Vancouver—Liberal Leader Paul Martin has apologized for the head tax policy that charged immigrants up to $500 to enter Canada, under pressure from B.C. MPs facing tough fights in ridings with large Chinese populations.
“Do I regret this? Yes,” Mr. Martin told Vancouver’s Fairchild Radio, a multicultural station, Tuesday night. “Do I apologize? Yes.”
Last week, Mr. Martin told Ming Pao newspaper he felt “deep sorrow” about the issue.

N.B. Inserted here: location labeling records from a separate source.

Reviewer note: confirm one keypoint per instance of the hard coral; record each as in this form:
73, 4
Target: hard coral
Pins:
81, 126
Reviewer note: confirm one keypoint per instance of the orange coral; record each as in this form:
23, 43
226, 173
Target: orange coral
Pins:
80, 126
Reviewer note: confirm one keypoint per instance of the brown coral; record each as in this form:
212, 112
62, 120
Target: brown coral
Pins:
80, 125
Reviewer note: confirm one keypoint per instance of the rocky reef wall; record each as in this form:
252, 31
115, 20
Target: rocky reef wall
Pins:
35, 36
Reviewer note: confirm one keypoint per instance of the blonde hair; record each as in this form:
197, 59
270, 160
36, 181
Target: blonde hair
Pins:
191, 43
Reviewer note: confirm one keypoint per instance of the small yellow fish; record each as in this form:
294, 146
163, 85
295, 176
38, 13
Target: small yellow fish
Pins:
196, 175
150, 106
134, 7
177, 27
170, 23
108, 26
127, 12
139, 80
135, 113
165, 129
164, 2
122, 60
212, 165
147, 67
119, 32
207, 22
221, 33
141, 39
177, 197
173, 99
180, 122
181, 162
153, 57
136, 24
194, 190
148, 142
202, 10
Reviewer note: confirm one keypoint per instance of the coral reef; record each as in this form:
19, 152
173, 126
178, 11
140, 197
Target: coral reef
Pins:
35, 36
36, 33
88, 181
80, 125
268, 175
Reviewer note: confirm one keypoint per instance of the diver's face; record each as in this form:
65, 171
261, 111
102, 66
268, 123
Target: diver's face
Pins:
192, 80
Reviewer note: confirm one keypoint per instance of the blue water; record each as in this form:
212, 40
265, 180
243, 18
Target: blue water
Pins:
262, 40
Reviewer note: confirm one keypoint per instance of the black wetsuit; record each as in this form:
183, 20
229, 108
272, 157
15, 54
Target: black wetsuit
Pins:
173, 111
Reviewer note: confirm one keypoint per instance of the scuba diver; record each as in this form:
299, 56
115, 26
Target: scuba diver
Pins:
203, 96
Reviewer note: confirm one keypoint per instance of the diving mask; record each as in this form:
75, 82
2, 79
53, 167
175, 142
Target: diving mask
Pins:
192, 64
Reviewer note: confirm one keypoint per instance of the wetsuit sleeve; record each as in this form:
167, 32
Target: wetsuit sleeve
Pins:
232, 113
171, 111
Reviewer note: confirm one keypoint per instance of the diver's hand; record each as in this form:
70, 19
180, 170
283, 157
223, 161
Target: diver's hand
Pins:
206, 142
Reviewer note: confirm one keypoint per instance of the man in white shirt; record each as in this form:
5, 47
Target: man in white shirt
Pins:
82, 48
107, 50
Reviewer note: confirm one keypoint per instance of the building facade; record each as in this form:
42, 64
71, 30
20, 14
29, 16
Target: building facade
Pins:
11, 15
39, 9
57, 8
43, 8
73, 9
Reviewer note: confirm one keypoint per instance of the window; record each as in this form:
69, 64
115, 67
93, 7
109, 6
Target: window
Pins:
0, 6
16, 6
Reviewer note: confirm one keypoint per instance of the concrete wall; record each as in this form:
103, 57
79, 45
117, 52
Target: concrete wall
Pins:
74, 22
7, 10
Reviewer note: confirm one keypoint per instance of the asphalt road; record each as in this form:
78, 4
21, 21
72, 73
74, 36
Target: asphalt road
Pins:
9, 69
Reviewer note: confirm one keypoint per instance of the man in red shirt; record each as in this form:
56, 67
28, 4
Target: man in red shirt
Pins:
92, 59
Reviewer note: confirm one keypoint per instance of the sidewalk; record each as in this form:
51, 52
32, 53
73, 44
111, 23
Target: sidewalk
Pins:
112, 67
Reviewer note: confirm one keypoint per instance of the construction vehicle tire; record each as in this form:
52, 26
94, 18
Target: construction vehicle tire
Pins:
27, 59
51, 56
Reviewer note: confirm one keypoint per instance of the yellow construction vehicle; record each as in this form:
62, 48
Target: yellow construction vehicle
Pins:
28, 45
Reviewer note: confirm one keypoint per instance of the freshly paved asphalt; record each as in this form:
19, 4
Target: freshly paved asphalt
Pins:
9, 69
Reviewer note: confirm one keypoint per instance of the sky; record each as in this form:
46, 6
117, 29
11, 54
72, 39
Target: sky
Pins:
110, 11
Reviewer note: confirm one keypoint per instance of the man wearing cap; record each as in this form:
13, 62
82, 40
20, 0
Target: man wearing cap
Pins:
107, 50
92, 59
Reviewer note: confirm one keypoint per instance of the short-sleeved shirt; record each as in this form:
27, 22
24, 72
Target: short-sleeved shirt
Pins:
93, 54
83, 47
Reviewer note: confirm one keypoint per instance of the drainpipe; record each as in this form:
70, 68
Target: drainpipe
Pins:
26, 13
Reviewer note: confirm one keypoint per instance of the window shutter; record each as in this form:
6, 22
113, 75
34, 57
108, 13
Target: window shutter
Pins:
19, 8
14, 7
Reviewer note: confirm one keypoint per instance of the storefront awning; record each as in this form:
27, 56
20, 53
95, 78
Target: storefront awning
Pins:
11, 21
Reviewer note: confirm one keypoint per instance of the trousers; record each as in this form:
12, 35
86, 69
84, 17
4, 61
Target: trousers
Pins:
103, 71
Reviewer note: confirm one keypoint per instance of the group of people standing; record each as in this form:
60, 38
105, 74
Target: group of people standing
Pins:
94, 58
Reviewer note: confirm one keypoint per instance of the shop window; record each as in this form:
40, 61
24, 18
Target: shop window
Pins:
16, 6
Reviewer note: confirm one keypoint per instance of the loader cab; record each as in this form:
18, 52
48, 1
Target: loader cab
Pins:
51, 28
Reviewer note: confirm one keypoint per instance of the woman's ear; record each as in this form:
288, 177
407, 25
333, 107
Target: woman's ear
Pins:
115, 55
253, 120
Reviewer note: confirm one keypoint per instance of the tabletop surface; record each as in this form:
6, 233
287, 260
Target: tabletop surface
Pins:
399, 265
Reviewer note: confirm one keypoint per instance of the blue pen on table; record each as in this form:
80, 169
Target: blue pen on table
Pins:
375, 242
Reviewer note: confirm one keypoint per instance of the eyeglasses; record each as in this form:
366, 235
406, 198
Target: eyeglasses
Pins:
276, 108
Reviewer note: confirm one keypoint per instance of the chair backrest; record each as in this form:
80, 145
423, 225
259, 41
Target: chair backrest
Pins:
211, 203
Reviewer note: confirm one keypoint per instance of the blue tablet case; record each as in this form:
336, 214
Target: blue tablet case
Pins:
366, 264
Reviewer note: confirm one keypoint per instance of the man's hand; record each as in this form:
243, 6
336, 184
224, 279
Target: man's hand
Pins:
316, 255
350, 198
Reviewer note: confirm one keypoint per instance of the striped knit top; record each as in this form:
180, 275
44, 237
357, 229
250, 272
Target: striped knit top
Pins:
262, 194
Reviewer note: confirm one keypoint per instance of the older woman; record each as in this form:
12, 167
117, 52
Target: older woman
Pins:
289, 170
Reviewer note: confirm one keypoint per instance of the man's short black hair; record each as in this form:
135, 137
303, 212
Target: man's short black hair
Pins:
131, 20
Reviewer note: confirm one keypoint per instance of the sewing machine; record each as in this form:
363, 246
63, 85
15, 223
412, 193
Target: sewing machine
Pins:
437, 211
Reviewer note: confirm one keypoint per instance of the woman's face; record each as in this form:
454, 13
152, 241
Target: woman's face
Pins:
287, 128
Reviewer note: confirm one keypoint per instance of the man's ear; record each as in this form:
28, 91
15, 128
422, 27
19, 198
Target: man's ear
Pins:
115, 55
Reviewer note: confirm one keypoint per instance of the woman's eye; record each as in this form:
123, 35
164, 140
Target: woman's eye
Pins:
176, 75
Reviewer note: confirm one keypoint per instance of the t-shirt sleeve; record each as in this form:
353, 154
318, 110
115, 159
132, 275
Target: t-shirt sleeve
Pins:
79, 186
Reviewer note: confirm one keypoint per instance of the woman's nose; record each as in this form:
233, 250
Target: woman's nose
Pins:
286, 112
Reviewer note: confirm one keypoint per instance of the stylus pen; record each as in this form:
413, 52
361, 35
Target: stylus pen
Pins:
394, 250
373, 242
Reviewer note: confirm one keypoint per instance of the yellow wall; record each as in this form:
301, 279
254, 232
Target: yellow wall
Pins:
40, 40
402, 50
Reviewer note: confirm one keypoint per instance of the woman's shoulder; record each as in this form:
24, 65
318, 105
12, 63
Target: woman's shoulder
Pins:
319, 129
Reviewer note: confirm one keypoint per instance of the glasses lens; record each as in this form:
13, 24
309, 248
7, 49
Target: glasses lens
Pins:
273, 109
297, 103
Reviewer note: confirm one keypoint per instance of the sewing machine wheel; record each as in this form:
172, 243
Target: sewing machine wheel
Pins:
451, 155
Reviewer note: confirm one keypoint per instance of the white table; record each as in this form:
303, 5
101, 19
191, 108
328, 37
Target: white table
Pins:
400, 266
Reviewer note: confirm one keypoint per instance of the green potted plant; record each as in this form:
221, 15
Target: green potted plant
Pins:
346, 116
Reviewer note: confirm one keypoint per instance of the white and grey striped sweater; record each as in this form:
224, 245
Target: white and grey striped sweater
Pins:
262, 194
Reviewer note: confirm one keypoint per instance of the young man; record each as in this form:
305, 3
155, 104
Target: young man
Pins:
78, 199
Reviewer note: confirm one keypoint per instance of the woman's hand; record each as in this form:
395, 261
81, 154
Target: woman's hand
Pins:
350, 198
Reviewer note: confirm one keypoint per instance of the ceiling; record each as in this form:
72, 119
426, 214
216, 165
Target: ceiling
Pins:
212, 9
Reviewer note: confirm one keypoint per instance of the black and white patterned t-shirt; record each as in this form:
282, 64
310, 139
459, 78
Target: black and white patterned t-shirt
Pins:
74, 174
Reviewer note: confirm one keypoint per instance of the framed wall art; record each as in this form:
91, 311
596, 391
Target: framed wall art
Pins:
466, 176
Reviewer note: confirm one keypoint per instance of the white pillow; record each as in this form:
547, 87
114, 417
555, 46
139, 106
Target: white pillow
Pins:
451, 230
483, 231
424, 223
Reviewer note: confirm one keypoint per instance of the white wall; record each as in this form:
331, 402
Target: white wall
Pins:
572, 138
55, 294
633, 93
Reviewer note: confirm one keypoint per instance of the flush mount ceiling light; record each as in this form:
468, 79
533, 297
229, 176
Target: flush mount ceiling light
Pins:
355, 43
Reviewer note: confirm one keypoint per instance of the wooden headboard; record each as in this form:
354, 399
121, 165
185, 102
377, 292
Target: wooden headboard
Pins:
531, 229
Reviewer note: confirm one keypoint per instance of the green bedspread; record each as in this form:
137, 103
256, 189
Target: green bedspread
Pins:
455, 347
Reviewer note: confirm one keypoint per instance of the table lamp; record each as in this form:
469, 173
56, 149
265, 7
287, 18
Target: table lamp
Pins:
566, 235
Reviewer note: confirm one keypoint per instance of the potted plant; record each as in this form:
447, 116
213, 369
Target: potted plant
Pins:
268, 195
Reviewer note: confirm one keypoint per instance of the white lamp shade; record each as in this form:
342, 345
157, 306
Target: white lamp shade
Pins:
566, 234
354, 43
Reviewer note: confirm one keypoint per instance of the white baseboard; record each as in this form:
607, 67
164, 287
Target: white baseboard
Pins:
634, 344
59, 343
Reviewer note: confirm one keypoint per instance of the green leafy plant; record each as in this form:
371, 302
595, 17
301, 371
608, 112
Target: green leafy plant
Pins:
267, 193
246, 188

Hanson Lau, the former Chinese radio broadcaster who has been involved in the head tax redress movement since the early 1980s, said in a news release the Liberal Leader’s apology is not good enough. He said the government should rescind the agreement-in-principle it signed stating it would not apologize.
Just days before the Liberals lost power, the government announced $2.5-million to help fund education programs, such as museums and stamps, to make the public aware of the head-tax policy that ran from the 1880s to 1920s. But it would not apologize saying that would open the gates to litigation.
But amid a growing disenchantment in the Chinese community, Mr. Martin’s senior B.C. cabinet minister David Emerson told The Globe and Mail this week he thinks the government should reconsider and apologize.
But NDP candidate Ian Waddell who is running against Mr. Emerson in the Vancouver-Kingsway riding said the Liberals announced the policy without properly consulting all the groups.
“I’m happy that there’s an apology. I think it’s a good example of why New Democrats are needed in the House. The issue came from the community, but we’ve pushed it for 20 years,” he said Wednesday night. “Now Mr. Martin has to make the apology in the House.”
In addition to Mr. Emerson, Health Minister Ujjal Dosanjh has also said there should be an apology. He made the remarks in 1992, while a NDP Member of the Legislative Assembly in British Columbia.
Both Mr. Emerson and Mr. Dosanjh are seeking re-election in B.C. ridings where more than 40 per cent of the population is Chinese-Canadian. Mr. Dosanjh is running in Vancouver-South.
And Liberal MP Raymond Chan, who before the election as Multicultural Minister announced the agreement in principal, said he also wants to revisit the subject of the apology.
He told a radio station in Vancouver this week that he’s getting a second legal opinion on whether the government will face litigation if it makes a formal apology. Previously he had said the government would not apologize to the descendents of those who paid the head tax, because it had been told by lawyers doing so would leave it vulnerable to lawsuits.
Mr. Chan’s riding of Richmond, also has a Chinese-Canadian population of more than 40 per cent. He is seeking re-election in that B.C. riding.